Intanto il Consiglio regionale approvava una mozione del Pd che chiede lo stop a ogni collaborazione istituzionale con il governo israeliano. Ventiquattro i voti favorevoli, sette i contrari. «Una decisione dal valore simbolico – precisa il presidente Eugenio Giani – ma che sarà seguita da una delibera per il riconoscimento dello Stato di Palestina». Una mozione «non contro Israele, ma contro il suo governo e le sue azioni criminali», spiega il capogruppo dem Vincenzo Ceccarelli. Ma sulla vicenda Carrai si è aperto anche un fronte opposto. Una lettera di solidarietà circola da due giorni – con oltre cento firme tra giornalisti, intellettuali, ex parlamentari – e difende il manager fiorentino e ne respinge le dimissioni. Per loro, è il clima attorno al dibattito a risultare «surreale».

La sinistra per Israele

Dalla parte di Carrai pure la sezione fiorentina di Sinistra per Israele - Due popoli due Stati: «Chi chiede le dimissioni si muove con un’antipatia ideologica verso Israele. Si rischia di appiattire tutto, ignorando i costruttori di pace di entrambi i popoli». Il riferimento è al voto regionale che ha bocciato una mozione del M5s che proponeva un boicottaggio: niente rapporti istituzionali, né accademici, né economici. «La Regione non può fare politica estera – dice il leghista Giovanni Galli – ma può sostenere gli sforzi diplomatici per la pace». Per la Lega, l’assenza di un atto unitario è «un’occasione mancata».

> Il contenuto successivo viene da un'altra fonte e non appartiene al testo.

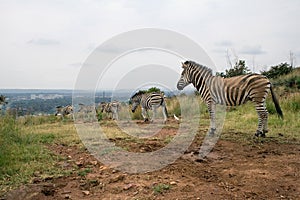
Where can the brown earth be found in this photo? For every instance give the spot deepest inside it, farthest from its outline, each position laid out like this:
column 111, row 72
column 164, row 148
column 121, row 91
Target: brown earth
column 233, row 170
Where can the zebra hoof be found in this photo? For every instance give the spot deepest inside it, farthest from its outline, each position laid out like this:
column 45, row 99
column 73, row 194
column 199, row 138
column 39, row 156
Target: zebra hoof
column 212, row 131
column 260, row 134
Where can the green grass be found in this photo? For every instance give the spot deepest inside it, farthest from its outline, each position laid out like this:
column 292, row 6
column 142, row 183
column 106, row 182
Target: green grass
column 24, row 152
column 24, row 142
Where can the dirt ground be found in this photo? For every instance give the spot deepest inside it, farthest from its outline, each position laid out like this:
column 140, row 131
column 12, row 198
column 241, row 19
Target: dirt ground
column 233, row 170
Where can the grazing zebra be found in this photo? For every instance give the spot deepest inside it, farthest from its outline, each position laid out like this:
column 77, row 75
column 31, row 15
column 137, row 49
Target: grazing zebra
column 111, row 107
column 149, row 101
column 63, row 111
column 229, row 91
column 85, row 108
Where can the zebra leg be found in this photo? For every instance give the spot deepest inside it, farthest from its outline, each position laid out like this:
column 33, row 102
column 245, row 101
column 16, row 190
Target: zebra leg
column 145, row 115
column 154, row 113
column 164, row 113
column 262, row 121
column 212, row 112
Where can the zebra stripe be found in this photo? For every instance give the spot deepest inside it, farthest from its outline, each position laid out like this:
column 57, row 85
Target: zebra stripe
column 149, row 101
column 111, row 107
column 64, row 111
column 232, row 91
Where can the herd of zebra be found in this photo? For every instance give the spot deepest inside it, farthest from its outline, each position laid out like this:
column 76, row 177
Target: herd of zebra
column 213, row 90
column 112, row 108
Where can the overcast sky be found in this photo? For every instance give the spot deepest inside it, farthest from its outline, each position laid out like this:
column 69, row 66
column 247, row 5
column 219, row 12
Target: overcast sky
column 44, row 43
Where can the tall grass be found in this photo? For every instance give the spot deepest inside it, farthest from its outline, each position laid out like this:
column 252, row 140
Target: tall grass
column 22, row 154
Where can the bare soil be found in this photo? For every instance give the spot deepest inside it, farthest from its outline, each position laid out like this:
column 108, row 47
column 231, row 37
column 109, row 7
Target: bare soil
column 233, row 170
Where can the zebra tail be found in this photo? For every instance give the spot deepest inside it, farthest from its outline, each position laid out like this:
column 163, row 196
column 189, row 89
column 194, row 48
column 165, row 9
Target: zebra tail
column 276, row 103
column 166, row 110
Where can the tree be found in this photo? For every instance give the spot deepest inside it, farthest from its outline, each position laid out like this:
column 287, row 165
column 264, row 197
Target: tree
column 278, row 70
column 240, row 68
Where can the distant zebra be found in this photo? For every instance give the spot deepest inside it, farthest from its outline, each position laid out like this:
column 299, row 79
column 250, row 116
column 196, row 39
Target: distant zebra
column 64, row 111
column 229, row 91
column 111, row 107
column 2, row 101
column 149, row 101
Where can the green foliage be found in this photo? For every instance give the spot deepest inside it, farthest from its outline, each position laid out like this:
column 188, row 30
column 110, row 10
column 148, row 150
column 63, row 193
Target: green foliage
column 278, row 70
column 239, row 69
column 21, row 154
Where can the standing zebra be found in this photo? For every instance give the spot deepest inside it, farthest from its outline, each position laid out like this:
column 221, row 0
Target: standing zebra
column 149, row 101
column 111, row 107
column 64, row 111
column 2, row 101
column 229, row 91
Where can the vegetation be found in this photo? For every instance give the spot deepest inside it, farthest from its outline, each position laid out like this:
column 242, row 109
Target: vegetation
column 278, row 70
column 25, row 142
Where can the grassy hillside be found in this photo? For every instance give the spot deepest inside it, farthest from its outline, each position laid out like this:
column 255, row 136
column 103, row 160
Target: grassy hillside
column 24, row 143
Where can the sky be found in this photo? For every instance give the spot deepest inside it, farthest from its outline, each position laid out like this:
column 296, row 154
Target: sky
column 45, row 43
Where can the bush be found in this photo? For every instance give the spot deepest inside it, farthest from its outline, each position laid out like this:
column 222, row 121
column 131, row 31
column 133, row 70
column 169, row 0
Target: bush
column 278, row 70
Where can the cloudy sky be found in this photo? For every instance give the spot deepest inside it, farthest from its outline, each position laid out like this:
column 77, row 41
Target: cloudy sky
column 44, row 43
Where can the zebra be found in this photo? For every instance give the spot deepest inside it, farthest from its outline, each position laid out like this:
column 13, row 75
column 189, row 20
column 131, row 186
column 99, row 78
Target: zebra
column 111, row 107
column 149, row 101
column 64, row 111
column 230, row 91
column 2, row 101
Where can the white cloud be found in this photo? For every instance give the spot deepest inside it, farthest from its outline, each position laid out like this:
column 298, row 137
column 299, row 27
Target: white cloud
column 47, row 36
column 43, row 42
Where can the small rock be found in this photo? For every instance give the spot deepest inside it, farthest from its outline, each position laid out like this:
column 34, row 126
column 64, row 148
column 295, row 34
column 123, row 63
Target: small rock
column 86, row 192
column 128, row 186
column 173, row 183
column 94, row 162
column 79, row 163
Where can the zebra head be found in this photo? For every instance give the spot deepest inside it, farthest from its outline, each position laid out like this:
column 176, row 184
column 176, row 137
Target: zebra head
column 185, row 76
column 135, row 100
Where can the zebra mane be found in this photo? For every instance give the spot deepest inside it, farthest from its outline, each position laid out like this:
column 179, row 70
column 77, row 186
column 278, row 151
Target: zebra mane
column 138, row 93
column 194, row 64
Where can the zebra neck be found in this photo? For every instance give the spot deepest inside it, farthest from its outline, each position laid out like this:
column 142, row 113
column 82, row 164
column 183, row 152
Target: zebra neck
column 201, row 79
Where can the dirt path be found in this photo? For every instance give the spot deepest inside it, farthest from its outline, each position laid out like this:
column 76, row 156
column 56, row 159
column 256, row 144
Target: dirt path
column 231, row 171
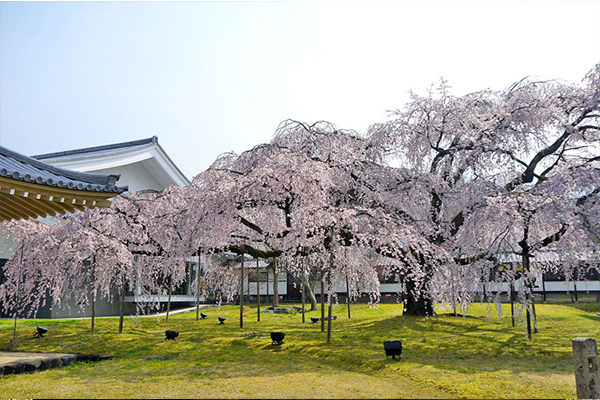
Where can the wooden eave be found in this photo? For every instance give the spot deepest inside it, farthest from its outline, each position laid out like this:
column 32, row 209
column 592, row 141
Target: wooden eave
column 22, row 200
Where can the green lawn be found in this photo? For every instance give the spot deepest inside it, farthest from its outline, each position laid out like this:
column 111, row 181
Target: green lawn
column 443, row 356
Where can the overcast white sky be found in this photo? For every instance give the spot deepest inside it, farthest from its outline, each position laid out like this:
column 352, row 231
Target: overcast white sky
column 211, row 77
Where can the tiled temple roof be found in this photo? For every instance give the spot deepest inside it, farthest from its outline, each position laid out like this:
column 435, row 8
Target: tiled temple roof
column 31, row 188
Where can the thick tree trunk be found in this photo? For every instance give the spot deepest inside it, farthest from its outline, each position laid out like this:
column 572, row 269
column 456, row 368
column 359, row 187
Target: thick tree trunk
column 303, row 302
column 310, row 290
column 419, row 305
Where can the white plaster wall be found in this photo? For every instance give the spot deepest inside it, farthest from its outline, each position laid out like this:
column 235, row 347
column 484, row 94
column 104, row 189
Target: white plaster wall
column 7, row 247
column 134, row 175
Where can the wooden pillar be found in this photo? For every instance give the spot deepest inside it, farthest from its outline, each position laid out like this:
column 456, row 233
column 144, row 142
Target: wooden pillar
column 585, row 356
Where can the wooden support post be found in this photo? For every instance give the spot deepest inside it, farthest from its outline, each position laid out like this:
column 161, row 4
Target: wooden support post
column 258, row 290
column 242, row 295
column 585, row 356
column 322, row 305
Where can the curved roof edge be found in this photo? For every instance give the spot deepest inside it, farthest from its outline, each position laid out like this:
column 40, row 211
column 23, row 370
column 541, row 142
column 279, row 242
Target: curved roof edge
column 95, row 151
column 20, row 167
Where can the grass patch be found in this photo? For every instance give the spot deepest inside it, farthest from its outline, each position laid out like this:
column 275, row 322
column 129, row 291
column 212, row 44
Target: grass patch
column 443, row 357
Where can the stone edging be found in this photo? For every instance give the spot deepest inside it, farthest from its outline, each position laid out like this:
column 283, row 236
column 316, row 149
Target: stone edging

Intanto Marco Carrai non parla. Non ha risposto direttamente agli attacchi né ha replicato agli appelli pubblici. Ma è innegabile che il suo doppio ruolo -- presidente del Meyer e console d’Israele -- sia diventato, nel pieno del massacro di Gaza, un nodo politico difficile da sciogliere. Un nodo che la Toscana, tra mozioni votate, tende montate e lettere firmate, ha già trasformato in una prova di coscienza collettiva.